I came across an interesting programming puzzle today, and I’d like to
share a couple of variants on it.
To start with, let’s say we have an array A that contains some numbers.
For simplicity, let’s say that the array is 1-based. How can we
efficiently find out if any of those numbers are duplicates?
The easiest approach is to make a hash table to keep track of the numbers
we’ve seen so far. Something like this:
Given an array A of length n,
let h ← (new hash table)
for 1 <= i <= n:
if A[i] is present in h: return A[i]
set h[A[i]] ← True
return <no duplicates>
Now, suppose that the array is of length n and only contains positive
integers less than n. We can be sure (by the pigeonhole principle)
that there is at least one duplicate. The bounds on the values mean that
we can be a little more efficient and store the already-seen numbers in an
array rather than a hash table:
let s ← array [1..n]
initialize s to all zeroes
for 1 <= i <= n:
if s[A[i]] > 0: return A[i]
set s[A[i] ← 1
Now, suppose that we have to do this in constant space; no more creating
hash tables and arrays on the fly. Is if still possible? If you add the
constraint that there be exactly one duplicate value, this is easy.

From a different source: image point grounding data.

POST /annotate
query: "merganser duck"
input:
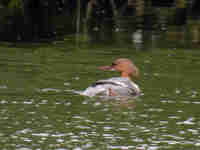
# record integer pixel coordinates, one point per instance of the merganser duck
(117, 86)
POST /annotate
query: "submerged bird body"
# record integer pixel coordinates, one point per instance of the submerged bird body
(118, 86)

Since there are n values from 1 to n-1 with one duplicate, we can use
the fact that the sum of the integers from 1 to m is (m*(m+1))/2,
take the sum from 1 to n-1, subtract that from the actual sum of numbers
in the array, and the result will be the duplicated number:
let s ← 0
for 1 <= i <= n:
s ← s + A[i]
return s - n*(n-1)/2
But suppose there are no guarantees about the number of duplicates, and
the only assurance you have is that the values are between 0 and n,
exclusive. Is it still possible to find a duplicated value in O(n) time
and O(1) space? Feel free to stop here and try to work things out
yourself, if you want.
As you might have guessed from the length of this entry, there is an
approach that will work. It’s something of a radical departure from the
previous approaches, and it relies rather heavily on the particular bounds
we have on the values in the array.
First, there’s the solution-by-cheating. If you’re working in a language
with bounded integers, you can exploit that knowledge to meet the letter
of the law in the “constant space” requirement.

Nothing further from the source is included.